Ta kobieta ma ponad czterdzieści lat i niech się odpieprzy od mojego przyjaciela.

- I jak było? - usłyszałam i podniosłam głowę, aby zobaczyć schodzącego po schodach Camerona, który miał na sobie tylko dresowe spodnie. Wzruszyłam ramionami i podobnie jak on, poszłam do kuchni aby wziąć butelkę wody.
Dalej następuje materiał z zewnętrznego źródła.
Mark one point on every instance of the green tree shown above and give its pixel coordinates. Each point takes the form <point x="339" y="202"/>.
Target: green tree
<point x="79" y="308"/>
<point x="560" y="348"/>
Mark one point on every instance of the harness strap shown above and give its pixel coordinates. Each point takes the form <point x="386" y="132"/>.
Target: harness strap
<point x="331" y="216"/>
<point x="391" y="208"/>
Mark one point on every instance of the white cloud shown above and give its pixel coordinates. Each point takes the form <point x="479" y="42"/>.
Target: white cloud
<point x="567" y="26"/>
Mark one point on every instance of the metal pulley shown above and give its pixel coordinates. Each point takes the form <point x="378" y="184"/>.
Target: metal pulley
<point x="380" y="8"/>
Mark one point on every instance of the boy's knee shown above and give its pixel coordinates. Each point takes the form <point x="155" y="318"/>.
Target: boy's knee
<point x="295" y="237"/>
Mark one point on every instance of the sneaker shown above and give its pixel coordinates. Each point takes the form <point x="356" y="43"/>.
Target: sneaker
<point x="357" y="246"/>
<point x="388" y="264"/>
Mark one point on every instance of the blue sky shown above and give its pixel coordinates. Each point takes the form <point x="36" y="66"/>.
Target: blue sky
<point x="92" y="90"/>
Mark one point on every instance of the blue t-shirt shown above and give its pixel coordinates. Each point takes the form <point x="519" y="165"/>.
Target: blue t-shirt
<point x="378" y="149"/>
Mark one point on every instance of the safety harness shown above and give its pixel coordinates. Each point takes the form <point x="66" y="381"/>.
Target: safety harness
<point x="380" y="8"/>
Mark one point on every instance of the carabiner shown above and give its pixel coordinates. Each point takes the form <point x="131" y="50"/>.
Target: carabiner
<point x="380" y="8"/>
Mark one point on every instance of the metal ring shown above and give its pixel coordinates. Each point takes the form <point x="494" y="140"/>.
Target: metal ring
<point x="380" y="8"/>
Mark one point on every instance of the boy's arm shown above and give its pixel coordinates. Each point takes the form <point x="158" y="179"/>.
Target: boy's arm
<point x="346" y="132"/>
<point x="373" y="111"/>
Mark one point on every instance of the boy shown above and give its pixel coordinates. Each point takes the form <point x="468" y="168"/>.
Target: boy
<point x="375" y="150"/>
Oparłam się o blat i odkręciłam ją, obserwując jak chłopak wyjmuje z lodówki mleko, a z szafki sięga płatki i miseczkę. Usiadł naprzeciwko mnie i przygotował sobie jedzenie.

- Okej – odpowiedziałam i oblizałam wargi. - Jutro biegniesz ze mną. Nie przyjmuje odmowy.

- To czemu dzisiaj się nie spytałaś?

- Ponieważ wróciłeś zmęczony z pracy, więc nie chciałam cię budzić – rzekłam, a na jego ustach pojawił się szeroki uśmiech. - Smacznego – rzuciłam zanim wyszłam z kuchni. Udałam się na górę aby wziąć prysznic, a potem zabrać się za sprzątanie, bo od tygodnia nie robiliśmy prania.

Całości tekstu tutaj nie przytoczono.